Kathman said “one of the biggest challenges” for City Council is prioritizing projects. City Council’s direction to the CIC could be addressing quality of life, removing blight, job creation, marketing opportunities, or countless other types of priorities.
But reconstituting the CIC will allow the city to “determine its destiny” through the assistance of the CIC since that corporation can control properties, act more quickly on those properties, and be prepared when future opportunities arise, said Kathman.
Any CIC action would require checks and balances by City Council, however. An example of a property acquisition through the CIC starts with an identified opportunity. City Council, a member of the city’s staff, or the CIC board could identify that opportunity.
The project is then presented to the CIC board, which Development Services is proposing it consists of seven members. If the CIC wishes to pursue, the CIC would secure purchase options. That would cost potentially a few thousand dollars, but that option will allow the CIC to conduct its due diligence anywhere from 60 to 90 days.
The CIC would then present the opportunity to City Council, and that body could end the project with a denial of funds, or decided to proceed and issue money for purchase by the CIC.

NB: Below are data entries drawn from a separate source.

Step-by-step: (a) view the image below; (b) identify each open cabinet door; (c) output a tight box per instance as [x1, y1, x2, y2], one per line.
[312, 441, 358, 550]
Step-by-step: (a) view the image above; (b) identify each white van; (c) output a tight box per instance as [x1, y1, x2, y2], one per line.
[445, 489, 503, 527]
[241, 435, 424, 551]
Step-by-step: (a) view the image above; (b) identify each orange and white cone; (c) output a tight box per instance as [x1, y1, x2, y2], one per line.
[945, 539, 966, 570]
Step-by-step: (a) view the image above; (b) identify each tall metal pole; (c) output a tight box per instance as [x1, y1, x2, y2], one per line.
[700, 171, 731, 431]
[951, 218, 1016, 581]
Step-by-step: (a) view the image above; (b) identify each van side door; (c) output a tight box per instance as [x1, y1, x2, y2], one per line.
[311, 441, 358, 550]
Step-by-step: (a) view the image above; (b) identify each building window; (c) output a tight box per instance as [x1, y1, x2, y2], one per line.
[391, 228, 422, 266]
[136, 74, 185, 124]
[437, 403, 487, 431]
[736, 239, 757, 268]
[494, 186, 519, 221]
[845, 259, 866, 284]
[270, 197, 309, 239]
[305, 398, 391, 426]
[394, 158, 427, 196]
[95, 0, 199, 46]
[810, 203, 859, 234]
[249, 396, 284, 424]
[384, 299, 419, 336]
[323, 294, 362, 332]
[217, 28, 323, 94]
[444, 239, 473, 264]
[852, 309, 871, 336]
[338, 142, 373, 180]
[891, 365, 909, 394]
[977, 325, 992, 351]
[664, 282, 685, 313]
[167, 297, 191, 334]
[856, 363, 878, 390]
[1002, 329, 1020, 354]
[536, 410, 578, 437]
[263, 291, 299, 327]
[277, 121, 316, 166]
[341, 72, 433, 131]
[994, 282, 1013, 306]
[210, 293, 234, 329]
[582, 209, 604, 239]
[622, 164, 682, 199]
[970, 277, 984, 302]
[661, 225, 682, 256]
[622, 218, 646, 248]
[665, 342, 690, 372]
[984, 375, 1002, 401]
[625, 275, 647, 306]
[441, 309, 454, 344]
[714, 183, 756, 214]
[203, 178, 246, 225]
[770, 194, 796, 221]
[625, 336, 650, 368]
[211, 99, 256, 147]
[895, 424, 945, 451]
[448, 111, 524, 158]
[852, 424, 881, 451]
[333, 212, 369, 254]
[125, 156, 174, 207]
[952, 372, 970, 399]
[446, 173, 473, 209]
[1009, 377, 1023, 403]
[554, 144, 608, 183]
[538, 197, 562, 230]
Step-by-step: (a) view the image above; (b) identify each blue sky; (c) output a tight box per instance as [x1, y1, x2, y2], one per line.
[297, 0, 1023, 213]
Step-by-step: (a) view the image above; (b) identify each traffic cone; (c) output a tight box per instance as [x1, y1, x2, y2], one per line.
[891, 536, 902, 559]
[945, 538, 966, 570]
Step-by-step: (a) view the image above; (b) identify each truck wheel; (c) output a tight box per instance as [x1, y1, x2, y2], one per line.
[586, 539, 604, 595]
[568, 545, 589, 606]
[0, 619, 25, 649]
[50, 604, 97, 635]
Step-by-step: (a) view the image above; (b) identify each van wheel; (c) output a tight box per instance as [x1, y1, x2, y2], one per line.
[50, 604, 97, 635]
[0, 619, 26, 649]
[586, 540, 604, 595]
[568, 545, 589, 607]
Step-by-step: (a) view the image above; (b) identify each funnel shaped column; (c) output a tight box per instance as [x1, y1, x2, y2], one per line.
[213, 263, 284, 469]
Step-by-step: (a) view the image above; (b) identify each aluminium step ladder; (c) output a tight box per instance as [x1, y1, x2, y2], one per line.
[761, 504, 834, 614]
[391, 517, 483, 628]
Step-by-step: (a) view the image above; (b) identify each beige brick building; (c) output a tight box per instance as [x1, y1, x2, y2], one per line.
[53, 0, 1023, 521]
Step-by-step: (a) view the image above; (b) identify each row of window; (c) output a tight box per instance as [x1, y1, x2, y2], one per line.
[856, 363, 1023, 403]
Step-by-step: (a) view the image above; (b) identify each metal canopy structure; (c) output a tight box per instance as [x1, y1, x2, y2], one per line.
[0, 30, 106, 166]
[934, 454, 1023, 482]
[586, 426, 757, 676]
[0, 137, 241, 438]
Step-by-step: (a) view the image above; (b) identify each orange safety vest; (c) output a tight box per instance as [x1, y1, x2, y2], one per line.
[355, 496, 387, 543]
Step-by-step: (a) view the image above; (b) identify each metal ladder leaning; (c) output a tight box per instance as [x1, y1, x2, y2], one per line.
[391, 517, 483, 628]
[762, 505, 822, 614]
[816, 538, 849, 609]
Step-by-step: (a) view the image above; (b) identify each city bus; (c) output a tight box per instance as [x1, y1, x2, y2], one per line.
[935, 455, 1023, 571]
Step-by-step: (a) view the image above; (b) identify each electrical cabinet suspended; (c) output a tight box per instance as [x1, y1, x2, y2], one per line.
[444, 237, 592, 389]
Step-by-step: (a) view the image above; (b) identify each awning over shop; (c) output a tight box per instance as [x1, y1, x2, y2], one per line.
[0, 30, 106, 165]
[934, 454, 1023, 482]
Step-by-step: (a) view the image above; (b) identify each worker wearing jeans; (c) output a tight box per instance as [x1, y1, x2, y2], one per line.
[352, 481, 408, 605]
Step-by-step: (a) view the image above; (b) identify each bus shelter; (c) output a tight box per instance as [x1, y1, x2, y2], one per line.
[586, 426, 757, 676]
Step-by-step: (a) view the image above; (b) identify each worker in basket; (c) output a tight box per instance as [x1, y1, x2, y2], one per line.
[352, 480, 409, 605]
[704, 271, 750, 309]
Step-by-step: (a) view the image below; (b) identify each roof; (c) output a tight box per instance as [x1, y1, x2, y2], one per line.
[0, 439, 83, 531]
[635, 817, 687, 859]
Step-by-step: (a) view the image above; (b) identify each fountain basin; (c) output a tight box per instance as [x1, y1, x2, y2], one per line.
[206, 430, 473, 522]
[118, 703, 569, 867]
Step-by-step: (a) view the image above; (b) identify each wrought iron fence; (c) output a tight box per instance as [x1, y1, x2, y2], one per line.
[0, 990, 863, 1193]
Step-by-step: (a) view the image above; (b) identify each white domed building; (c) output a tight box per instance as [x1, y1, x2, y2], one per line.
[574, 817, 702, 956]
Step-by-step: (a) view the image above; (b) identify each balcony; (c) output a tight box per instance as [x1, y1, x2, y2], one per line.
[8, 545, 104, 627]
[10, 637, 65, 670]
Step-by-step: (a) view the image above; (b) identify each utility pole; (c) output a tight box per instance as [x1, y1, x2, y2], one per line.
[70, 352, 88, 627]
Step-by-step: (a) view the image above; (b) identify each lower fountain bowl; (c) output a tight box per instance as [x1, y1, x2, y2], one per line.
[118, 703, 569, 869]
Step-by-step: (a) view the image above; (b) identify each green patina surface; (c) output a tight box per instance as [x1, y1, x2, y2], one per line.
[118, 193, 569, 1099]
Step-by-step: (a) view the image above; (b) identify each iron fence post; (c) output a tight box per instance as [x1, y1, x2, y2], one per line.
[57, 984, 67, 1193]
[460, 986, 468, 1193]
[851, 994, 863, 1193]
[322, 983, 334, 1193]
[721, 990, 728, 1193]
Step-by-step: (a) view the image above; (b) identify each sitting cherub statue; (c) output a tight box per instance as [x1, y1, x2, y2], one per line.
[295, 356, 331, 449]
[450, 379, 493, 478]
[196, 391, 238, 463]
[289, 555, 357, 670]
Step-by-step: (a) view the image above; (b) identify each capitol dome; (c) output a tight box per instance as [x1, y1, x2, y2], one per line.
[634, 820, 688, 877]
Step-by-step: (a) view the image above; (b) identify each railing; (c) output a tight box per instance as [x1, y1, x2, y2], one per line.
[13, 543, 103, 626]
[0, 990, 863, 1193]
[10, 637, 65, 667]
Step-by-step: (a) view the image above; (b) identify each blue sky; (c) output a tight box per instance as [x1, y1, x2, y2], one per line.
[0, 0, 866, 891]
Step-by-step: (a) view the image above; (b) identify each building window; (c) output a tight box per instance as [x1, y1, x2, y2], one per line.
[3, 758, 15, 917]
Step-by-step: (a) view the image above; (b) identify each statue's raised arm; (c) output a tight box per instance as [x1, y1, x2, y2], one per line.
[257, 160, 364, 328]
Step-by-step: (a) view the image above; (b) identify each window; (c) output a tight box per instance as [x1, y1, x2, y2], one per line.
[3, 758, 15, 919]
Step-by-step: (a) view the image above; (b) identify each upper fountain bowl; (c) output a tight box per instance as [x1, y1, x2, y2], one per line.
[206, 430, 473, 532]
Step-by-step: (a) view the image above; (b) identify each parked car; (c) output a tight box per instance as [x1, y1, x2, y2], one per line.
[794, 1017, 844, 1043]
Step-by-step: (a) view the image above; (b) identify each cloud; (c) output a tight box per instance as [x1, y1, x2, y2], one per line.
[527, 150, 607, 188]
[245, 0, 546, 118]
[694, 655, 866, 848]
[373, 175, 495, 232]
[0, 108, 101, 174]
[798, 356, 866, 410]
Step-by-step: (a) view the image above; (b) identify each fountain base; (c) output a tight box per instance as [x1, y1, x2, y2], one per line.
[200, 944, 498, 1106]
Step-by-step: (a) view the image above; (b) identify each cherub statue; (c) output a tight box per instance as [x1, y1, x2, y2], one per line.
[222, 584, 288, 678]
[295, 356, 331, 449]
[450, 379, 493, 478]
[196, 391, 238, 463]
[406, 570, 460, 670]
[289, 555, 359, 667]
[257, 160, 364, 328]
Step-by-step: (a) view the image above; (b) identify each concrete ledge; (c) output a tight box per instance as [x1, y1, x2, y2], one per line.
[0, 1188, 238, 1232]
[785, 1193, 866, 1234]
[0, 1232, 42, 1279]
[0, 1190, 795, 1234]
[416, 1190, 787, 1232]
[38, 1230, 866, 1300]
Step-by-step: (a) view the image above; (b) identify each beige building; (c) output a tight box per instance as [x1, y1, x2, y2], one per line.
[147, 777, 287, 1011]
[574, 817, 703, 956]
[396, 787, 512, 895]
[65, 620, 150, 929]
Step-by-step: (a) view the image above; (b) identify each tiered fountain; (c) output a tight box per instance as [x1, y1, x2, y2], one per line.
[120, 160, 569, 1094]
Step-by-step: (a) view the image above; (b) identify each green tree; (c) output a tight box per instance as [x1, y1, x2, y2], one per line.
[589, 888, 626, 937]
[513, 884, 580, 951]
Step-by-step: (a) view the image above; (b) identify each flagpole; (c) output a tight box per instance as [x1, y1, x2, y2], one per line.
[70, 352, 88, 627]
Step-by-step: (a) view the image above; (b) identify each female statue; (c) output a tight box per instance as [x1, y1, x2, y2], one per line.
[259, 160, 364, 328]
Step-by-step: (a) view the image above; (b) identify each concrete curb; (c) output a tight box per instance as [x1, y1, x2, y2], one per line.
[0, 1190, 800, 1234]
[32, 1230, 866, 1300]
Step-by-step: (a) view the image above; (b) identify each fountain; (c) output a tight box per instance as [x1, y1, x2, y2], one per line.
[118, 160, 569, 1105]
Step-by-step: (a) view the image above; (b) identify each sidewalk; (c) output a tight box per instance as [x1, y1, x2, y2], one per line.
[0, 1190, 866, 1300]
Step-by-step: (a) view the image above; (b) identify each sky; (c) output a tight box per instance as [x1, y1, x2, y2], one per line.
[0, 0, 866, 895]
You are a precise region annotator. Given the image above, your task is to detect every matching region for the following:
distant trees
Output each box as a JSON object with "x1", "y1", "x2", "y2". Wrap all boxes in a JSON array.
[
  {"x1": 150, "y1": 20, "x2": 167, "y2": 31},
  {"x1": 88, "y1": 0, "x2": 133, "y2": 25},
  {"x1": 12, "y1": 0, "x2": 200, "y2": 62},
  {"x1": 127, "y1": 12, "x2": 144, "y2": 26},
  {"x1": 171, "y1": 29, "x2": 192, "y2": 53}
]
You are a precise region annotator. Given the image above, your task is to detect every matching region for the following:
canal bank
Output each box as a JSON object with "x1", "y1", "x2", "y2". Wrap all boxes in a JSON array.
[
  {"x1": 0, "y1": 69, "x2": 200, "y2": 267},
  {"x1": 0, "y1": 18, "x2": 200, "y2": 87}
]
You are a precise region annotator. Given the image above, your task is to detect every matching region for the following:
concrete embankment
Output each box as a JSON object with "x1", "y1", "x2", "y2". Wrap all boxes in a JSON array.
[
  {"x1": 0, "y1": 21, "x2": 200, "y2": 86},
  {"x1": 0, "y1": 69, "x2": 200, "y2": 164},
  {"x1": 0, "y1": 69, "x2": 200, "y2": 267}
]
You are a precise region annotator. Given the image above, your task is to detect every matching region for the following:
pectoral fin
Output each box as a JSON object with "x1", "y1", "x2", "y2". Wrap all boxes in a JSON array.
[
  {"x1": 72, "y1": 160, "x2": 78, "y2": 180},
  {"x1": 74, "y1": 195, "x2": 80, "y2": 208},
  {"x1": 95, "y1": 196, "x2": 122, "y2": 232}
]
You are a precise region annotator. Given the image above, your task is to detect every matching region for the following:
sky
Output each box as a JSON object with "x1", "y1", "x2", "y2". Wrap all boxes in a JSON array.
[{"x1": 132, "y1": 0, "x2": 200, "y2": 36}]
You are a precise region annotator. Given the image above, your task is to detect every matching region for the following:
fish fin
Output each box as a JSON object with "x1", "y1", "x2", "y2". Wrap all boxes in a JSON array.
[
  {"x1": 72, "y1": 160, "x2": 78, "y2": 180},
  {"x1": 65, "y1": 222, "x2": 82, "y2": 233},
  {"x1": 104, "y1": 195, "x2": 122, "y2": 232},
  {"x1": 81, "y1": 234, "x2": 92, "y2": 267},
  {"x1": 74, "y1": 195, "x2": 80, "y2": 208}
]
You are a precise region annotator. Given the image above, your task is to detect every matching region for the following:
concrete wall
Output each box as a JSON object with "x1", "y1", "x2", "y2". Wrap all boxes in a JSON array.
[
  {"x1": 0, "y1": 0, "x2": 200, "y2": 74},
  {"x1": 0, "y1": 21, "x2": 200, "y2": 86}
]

Kaelin said after the CIC purchases the property, a determination on the end use of the property needs to be made, such as selling it for redevelopment.
“The city will be heavily involved in this,” Kaelin said.
Fairfield has seen a lot of development and redevelopment in the last 12 months. Three major projects were announced in 2021 that equals a $245 million-plus investment into the city with several hundred new jobs promised.
Then there were nine speculative industrial building projects announced or started in 2021 which equal a $175 million-plus investment that could lead to hundreds more new jobs.
The city’s laid “a good foundation” for its larger redevelopment strategy, said Kathman, including having established new tax increment financing districts, or TIFs, and a new transformative economic development fund, or TED Fund, that will aid in redevelopment efforts.
The city has also become a member of the Butler County landbank in recent years, and its first project was the demolition of the former Head Shed Salon, which its removal will make way for a future road widening project at Ohio 4 and Seward Road ― which is needed because of expanding businesses along Seward Road.